Au criminel, le premier chef a été rejeté en raison de contradictions dans le témoignage de la plaignante sur les traces physiques. Le second a été écarté car la version de l'accusé — un accident avec un lustre en passant le balai — a été jugée vraisemblable. Pour le troisième, le DPCP a admis ne pas avoir satisfait son fardeau de preuve.

La décision de la Cour supérieure
Aicha Diallo - source : Besner Diallo Avocats


Malgré ce dénouement, le juge Robert Leckey a conclu que Marc Sarault n’a pas démontré de faute civile au sens de l'article 1457 CcQ.

Le tribunal rappelle que la bonne foi se présume et qu’en matière de dénonciation, la barre est haute. La personne qui porte plainte à la police de manière sincère et qui agit sur la foi d’une croyance raisonnable « ne commet aucune faute [...] même si elle se trompe ou si les faits sur lesquels elle se fonde ne sont par la suite pas établis », retient le juge Leckey.

Le magistrat souligne que c'est le DPCP qui, après analyse, a choisi de déposer des accusations, et non Mme Racine qui a « incité » le processus. Il note que si le juge criminel a relevé un manque d'objectivité chez la témoin, il n'a jamais conclu qu'elle avait sciemment menti.

Le juge Leckey mentionne au passage que « dans une époque dite “ post-#MeToo ”, où de nombreux acteurs publics et parapublics se concertent afin d’encourager les victimes de violence conjugale, voire sexuelle, à porter plainte à la police, Mme Racine pouvait raisonnablement croire qu’il convenait de s’en remettre au DPCP et, ultimement, au juge quant au bien-fondé de sa dénonciation ».

Sur le terrain de la diffamation, le tribunal a jugé la preuve insuffisante. Aucune démonstration n'a été faite que Mme Racine aurait ébruité le contenu de sa dénonciation ou alimenté une campagne de salissage, a-t-il estimé.

Quant à la thèse de la diffamation « passive », le juge a tranché qu'il n'incombait pas à la défenderesse, à titre de personne raisonnable, de mettre fin aux rumeurs circulant dans le milieu de travail, d'autant que sa connaissance de ces bruits n'était pas établie.

Le jugement écarte également l'argument du manque de diligence concernant une remise de procès sollicitée par Mme Racine pour un voyage.
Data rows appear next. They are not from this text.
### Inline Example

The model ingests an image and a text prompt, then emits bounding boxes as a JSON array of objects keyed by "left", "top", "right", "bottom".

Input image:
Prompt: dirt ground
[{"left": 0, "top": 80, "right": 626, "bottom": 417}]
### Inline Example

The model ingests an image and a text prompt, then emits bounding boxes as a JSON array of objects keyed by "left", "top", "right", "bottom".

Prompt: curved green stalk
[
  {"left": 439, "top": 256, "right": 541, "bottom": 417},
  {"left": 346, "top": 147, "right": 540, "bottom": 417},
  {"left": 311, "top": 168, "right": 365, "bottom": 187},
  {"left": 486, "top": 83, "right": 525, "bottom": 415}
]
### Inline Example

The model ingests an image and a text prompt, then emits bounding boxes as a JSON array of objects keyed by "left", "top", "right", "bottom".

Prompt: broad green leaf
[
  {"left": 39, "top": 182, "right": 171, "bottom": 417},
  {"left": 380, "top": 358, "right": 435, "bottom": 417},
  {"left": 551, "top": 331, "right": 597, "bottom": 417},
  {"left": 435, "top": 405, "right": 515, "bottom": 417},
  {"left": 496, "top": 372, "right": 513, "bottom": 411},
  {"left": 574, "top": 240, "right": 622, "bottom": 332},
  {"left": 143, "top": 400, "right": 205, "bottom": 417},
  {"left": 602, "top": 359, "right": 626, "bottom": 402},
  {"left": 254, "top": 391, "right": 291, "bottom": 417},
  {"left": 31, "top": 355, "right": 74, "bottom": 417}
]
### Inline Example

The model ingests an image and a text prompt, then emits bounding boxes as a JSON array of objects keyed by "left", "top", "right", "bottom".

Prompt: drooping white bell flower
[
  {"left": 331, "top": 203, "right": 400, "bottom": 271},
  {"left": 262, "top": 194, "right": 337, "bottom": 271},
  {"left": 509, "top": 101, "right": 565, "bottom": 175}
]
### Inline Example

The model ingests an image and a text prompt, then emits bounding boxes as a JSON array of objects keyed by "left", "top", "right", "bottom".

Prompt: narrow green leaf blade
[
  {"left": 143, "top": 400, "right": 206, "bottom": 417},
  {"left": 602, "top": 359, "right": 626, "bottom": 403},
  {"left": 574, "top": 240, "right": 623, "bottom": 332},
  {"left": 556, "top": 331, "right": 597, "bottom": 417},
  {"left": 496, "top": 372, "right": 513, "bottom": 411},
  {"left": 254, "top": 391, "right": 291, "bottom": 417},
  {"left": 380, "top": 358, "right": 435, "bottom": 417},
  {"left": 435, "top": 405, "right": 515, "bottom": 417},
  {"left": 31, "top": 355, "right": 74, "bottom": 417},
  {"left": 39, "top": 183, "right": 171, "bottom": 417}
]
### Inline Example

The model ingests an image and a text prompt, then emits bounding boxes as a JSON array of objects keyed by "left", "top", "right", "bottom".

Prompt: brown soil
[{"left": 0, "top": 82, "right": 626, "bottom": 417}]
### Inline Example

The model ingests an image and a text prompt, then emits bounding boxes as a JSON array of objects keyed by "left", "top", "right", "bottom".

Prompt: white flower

Le tribunal a rappelé que la gestion du dossier relève des procureurs de la Couronne et qu'on ne peut exiger d'une plaignante une proactivité constante dans le suivi des dates d'audience.

Une situation tragique sans remède juridique

Selon le juge Leckey, il serait difficile d'isoler le préjudice invoqué par M. Sarault de celui découlant d'un premier procès criminel distinct, lié à sept autres accusations graves ayant mené à son arrestation initiale.

« Après tout, ce sont ces premières accusations qui ont précipité l’arrestation de M. Sarault dans son milieu de travail — un événement rare — et engendré sa mise en congé avec solde. D’ailleurs, lors de sa plaidoirie, l’avocate de la défense élabore sur la mesure dans laquelle il est probable qu’une grande part du préjudice éprouvé par M. Sarault découle des premières accusations criminelles et du premier procès, plutôt que de ceux impliquant Mme Racine », souligne le tribunal.

Dans sa conclusion, le juge reconnaît la situation difficile de Marc Sarault. « Avec regret, le Tribunal estime qu'il est possible, voire probable, que M. Sarault ressente les effets de ses procès criminels dans son milieu de travail jusqu'à sa retraite », se désole-t-il.

Il n’est « toutefois pas démontré que Mme Racine soit, par une conduite fautive, l’autrice de la froideur qu’il y ressent », ajoute le juge.

Le magistrat termine en notant que si des mesures s'imposent pour assainir l'atmosphère au poste de Châteauguay, « elles excèdent le ressort du Tribunal ».

La faute requise n’étant pas établie, les deux demandes principales en dommages‑intérêts ont été écartées, avec les frais de justice.

Il n’avait pas été possible d’obtenir les commentaires de l’avocate du demandeur au moment d’écrire ces lignes.